As derrotas históricas das esquerdas no Brasil sempre tiveram um componente comum: a ilusão de que elas pudessem conduzir um grande movimento de reformas sociais ao qual se uniriam segmentos de um pretenso centro democrático.
O último grande revés foi a derrubada do Governo Dilma através de um golpe parlamentar, pondo fim a 12 anos de governos que tentaram e de certa forma conseguiram, melhorar as condições de vida da população mais pobre do País, mediante um acordo com os partidos de Centro (o PMDB) e mesmo de direita (o PP), que perdurou enquanto as condições econômicas se mantiveram estáveis e permitiram os ganhos dos grandes empresários.
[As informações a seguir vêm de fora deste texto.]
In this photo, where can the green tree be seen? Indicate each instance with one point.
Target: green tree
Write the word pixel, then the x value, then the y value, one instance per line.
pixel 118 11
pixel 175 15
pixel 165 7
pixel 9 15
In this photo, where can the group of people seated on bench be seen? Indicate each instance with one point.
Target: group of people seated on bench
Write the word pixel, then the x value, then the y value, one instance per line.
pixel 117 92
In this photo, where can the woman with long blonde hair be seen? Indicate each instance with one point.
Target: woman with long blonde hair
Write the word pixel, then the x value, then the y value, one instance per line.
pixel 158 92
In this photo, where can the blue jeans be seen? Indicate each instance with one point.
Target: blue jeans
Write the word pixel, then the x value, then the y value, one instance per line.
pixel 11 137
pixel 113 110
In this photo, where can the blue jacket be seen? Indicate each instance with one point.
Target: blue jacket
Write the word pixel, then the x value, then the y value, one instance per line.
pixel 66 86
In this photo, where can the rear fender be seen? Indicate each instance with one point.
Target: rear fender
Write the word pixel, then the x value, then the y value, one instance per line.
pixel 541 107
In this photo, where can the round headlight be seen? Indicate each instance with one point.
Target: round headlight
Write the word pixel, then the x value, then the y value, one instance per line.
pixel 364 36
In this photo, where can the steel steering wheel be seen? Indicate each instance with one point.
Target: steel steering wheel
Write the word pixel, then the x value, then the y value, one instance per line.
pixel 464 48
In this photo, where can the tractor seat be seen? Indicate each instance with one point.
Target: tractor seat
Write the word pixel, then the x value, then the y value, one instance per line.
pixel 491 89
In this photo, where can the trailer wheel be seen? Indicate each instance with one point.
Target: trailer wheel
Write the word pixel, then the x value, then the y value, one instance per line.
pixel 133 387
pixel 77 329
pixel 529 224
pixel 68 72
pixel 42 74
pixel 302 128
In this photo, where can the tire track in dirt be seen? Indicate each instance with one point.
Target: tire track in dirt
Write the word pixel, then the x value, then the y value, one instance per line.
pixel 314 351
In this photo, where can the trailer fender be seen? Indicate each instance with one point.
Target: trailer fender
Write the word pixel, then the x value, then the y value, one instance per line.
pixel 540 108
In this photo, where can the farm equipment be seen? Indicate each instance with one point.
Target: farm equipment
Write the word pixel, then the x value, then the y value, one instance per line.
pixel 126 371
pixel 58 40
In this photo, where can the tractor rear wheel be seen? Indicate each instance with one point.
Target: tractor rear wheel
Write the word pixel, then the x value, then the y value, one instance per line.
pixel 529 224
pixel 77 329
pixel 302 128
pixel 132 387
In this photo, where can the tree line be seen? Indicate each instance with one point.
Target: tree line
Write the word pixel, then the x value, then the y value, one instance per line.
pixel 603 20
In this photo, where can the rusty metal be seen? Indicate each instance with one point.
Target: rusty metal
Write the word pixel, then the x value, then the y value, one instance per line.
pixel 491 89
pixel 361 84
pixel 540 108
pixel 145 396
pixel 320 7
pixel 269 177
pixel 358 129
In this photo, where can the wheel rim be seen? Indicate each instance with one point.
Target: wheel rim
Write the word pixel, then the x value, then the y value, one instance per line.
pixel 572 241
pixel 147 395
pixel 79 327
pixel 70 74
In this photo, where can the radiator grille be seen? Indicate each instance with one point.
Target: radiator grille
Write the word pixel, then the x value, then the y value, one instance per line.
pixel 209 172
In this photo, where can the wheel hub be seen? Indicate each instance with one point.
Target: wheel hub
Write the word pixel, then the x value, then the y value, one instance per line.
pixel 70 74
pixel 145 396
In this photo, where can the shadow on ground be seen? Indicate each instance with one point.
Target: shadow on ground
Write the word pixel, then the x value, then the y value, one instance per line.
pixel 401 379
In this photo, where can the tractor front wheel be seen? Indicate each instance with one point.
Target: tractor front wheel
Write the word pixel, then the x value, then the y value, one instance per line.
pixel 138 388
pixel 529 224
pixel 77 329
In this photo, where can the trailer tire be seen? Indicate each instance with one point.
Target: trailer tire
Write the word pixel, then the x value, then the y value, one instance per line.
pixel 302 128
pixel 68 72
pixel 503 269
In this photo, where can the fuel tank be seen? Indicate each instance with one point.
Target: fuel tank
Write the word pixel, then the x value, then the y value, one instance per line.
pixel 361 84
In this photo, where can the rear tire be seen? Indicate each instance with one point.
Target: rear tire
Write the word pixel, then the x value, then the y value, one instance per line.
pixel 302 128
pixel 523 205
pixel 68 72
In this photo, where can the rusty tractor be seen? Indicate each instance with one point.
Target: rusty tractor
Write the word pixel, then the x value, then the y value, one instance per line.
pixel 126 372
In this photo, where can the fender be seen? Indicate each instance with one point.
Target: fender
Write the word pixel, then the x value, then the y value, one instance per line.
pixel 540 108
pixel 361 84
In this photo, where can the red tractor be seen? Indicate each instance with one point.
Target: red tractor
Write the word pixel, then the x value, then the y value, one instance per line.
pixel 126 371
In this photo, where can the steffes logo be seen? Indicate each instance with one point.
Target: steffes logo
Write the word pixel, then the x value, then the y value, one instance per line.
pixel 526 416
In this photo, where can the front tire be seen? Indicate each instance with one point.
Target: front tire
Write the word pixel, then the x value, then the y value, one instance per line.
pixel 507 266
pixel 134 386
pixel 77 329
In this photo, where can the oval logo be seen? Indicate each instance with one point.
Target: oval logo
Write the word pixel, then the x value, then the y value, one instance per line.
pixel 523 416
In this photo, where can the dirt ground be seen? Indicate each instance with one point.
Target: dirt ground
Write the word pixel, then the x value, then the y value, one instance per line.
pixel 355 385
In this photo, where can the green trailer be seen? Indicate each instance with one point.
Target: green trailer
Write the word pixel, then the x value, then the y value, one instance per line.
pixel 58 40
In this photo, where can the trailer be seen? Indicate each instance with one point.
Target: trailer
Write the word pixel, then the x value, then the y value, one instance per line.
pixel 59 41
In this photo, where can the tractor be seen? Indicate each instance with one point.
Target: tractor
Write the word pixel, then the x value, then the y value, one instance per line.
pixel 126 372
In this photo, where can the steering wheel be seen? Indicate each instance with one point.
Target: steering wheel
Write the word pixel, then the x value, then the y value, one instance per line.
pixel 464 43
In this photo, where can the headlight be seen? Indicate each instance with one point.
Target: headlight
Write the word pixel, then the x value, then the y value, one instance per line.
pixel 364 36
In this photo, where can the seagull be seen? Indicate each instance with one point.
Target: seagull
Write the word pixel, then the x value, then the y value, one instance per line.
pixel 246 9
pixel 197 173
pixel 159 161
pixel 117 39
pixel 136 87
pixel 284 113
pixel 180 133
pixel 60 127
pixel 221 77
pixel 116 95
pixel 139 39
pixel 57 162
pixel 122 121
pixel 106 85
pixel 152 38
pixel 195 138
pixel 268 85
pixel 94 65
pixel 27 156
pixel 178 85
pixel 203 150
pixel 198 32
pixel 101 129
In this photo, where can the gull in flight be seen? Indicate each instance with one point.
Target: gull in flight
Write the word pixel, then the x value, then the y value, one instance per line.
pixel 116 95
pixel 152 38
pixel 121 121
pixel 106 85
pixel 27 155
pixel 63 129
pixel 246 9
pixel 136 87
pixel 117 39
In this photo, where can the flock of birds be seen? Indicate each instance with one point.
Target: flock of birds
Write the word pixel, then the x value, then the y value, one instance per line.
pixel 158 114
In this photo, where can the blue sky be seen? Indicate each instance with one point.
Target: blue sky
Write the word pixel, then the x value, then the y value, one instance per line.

Não foi a primeira vez na história recente do País que as esquerdas apostaram num projeto reformista que pretenderam viabilizar, senão com o apoio, pelo menos com a tolerância do grande empresariado internacional e nacional e se deram mal.
Um exemplo clássico disso foi o governo de João Goulart de 1961 a 1964. No final desse mês e início de setembro, vamos relembrar mais uma vez o movimento da Legalidade, que impediu o golpe de estado quetentava evitar a posse do vice-presidente João Goulart, depois da renúncia do presidente, Jânio Quadros.
O movimento foi o primeiro, depois da Revolução de 30, a contar com uma ampla participação popular, o que só viria a se repetir muitos anos depois com o Movimento pelas Diretas. Como este último, a vontade popular foi também fraudada na Legalidade, com o arranjo feito pelas elites políticas e econômicas do País para a instituição do parlamentarismo.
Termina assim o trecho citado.